1. A data processing apparatus for calculating a negotiation solution, the apparatus comprising:
an input module configured to receive an issue, a plurality of issue weights of a plurality of parties for the issue, and a plurality of options of the issue, the input module further configured to receive a plurality of option preferences of each option for each party;
a storage module configured to store the issue, the issue weights, the options, and the option preferences;
a computation module configured to calculate a plurality of weighted option preferences of each option for each party, wherein each weighted option preference is the issue weight of the party multiplied by the option preference of the party, the computation module further configured to calculate a sum of weighted option preferences for the issue by summing the weighted option preferences for each option of the issue, the computation module further configured to calculate a negotiation solution from the sum of weighted option preferences; and
an output module configured to display the issue, the options, an option set, and the negotiation solution.
2. The data processing apparatus of claim 1, wherein the computation module identifies the maximum of the sum of weighted option preferences for the issue.
3. The data processing apparatus of claim 2, wherein the computation module identifies the negotiation solution as the option set of the maximum of the sum of weighted option preferences, the computation module further calculating the sum the maximum of the sum of weighted option preferences of the issue to form a maximum combined utility.
4. The data processing apparatus of claim 3, the computation module configured to calculate the convexity of the negotiation, the convexity equal to the difference of the sum of the maximum of the sum of the weighted option preferences and one hundred percent divided by the number of parties to the negotiation minus one.
5. The data processing apparatus of claim 1, the computation module configured to create at least one option set responsive to inputs of the negotiation issue, the issue weight, and the option, the output module configured to communicate the at least one option set to each party, the input module receiving a utility definition from each party in response to the option set, the computation module configured to calculate the option preference of each party in response to the utility definition.
6. The data processing apparatus of claim 1, wherein the computation module calculates a negotiation solution by selecting the option set with a minimum sum of weighted option preferences for the issue.
7. The data processing apparatus of claim 1, wherein the option preference is calculated according to multi-attribute utility analysis.

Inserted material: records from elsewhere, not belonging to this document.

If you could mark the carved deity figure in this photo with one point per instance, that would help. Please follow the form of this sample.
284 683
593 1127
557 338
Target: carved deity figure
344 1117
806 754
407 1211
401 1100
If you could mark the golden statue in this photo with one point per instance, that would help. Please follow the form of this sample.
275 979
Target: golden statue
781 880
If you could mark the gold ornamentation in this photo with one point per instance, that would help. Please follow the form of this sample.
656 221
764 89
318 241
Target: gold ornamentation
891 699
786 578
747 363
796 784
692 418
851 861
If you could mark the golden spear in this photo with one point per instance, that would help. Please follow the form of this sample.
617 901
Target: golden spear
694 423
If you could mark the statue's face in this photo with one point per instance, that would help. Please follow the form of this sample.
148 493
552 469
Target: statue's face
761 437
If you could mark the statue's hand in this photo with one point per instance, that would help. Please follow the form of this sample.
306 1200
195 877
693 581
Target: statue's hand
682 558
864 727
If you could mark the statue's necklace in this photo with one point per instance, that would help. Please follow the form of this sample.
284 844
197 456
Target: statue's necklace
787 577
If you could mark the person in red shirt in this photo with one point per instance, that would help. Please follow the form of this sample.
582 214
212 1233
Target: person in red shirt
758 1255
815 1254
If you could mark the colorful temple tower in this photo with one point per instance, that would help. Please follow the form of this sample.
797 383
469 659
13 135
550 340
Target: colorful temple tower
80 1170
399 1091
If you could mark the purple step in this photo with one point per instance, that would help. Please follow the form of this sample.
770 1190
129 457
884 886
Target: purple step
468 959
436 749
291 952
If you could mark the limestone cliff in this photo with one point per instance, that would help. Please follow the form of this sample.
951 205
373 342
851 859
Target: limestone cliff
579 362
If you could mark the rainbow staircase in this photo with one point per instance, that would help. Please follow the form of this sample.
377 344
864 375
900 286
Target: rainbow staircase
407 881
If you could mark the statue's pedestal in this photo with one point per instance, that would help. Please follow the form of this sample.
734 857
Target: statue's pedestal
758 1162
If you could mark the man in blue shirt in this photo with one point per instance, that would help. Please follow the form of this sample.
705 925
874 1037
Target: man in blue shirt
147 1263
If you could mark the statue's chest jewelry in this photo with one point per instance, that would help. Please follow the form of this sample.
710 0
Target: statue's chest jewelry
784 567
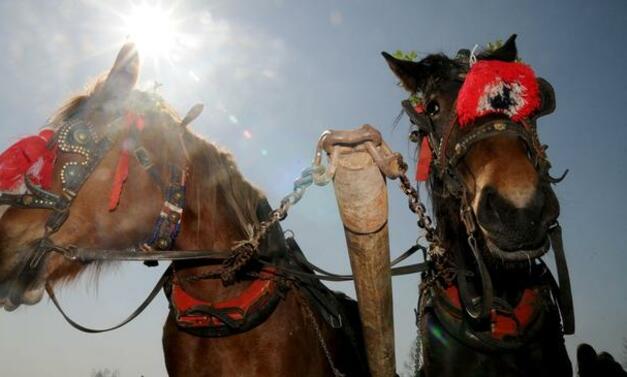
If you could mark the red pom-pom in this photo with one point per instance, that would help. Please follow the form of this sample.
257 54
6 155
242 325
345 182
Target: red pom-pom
28 156
498 87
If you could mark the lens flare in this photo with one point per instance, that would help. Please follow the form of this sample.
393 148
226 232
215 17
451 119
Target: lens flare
153 30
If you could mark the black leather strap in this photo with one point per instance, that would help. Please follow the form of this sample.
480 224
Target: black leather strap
151 296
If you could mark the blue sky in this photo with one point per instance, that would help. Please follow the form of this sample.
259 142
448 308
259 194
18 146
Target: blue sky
273 75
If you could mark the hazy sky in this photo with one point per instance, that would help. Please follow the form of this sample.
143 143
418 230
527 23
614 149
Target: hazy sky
273 75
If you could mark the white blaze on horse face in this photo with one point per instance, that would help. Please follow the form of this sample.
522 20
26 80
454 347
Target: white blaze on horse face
512 175
152 29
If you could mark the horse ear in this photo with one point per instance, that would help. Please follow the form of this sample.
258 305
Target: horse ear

8. A system for calculating a negotiation solution, the system comprising:
a data processing device configured to receive and display an issue, a plurality of options for the issue, and a plurality of parties, the data processing device further configured to receive and display an issue weight of each party for the issue, and an option preference of each option for each party;
a server configured to receive the issue, the options, the parties, the issue weights, and the option preferences from the data processing device, the server further configured to calculate a plurality of sum of weighted option preferences as the sum of the products of the issue weight of each option for each party and the option preferences of each option for each party and to calculate a negotiation solution from the sum of weighted option preferences; and
a network configured to communicate between the data processing device and the server.
9. The system of claim 8, wherein the server is further configured to calculate the maximum of the sum of weighted option preferences for the issue.
10. The system of claim 9, wherein the server is further configured to identify the negotiation solution as the option set of the maximum of the sum of weighted option preferences, the server further summing the maximum of the sum of weighted option preferences for the issue to form a maximum combined utility.
11. The system of claim 10, wherein the server is further configured to calculate the convexity of the negotiation, the convexity equal to the difference of the sum of the maximum of the sum of weighted option preferences and one hundred percent divided by the number of parties minus one.
12. The system of claim 8, wherein the server is further configured to calculate a combined utility for an option set.
13. The system of claim 8, wherein the server is further configured to create at least one option set responsive to the issue, the issue weights, and the options, the server also configured to communicate the at least one option set to the data processing device, the data processing device communicating a utility definition to the server responsive to the at least one option set, the server further configured to calculate the option preferences responsive to the utility definition.
14. A process for calculating a negotiation solution, the process comprising:
identifying an issue;
determining a plurality of issue weights of the issue for a plurality of parties;
recording a plurality of options for the issue;
calculating a plurality of option preferences of each option for each party;
calculating a plurality of sum of weighted option preferences for the issue wherein the sum of weighted option preferences is the sum of the issue weight of each option for each party multiplied by the option preference of each option for each party; and
calculating a negotiation solution from the sum of weighted option preferences, the negotiation solution comprising an option set.
15. A process for calculating a sum of weighted option preferences for a negotiating issue, the process comprising:
multiplying a plurality of issue weights of a plurality of options for a plurality of parties by a plurality of option preferences of the plurality of options for the plurality of parties to form a plurality of weighted option preferences; and
summing the plurality of weighted option preferences of each option for each party of the issue to form a sum of weighted option preferences.
16. The process of claim 15, further comprising calculating the maximum of the sum of weighted option preferences for the issue.
17. The process of claim 16, further comprising identifying a negotiation solution of the option set of the maximum of the sum of weighted option preferences for the issue and summing the maximum sum of weighted option preferences to form a maximum combined utility.
18. The process of claim 17, further comprising calculating the convexity of the negotiation, the convexity equal to the difference of the sum of the maximum of the sum of the weighted option preferences and one hundred percent divided by the number of parties minus one.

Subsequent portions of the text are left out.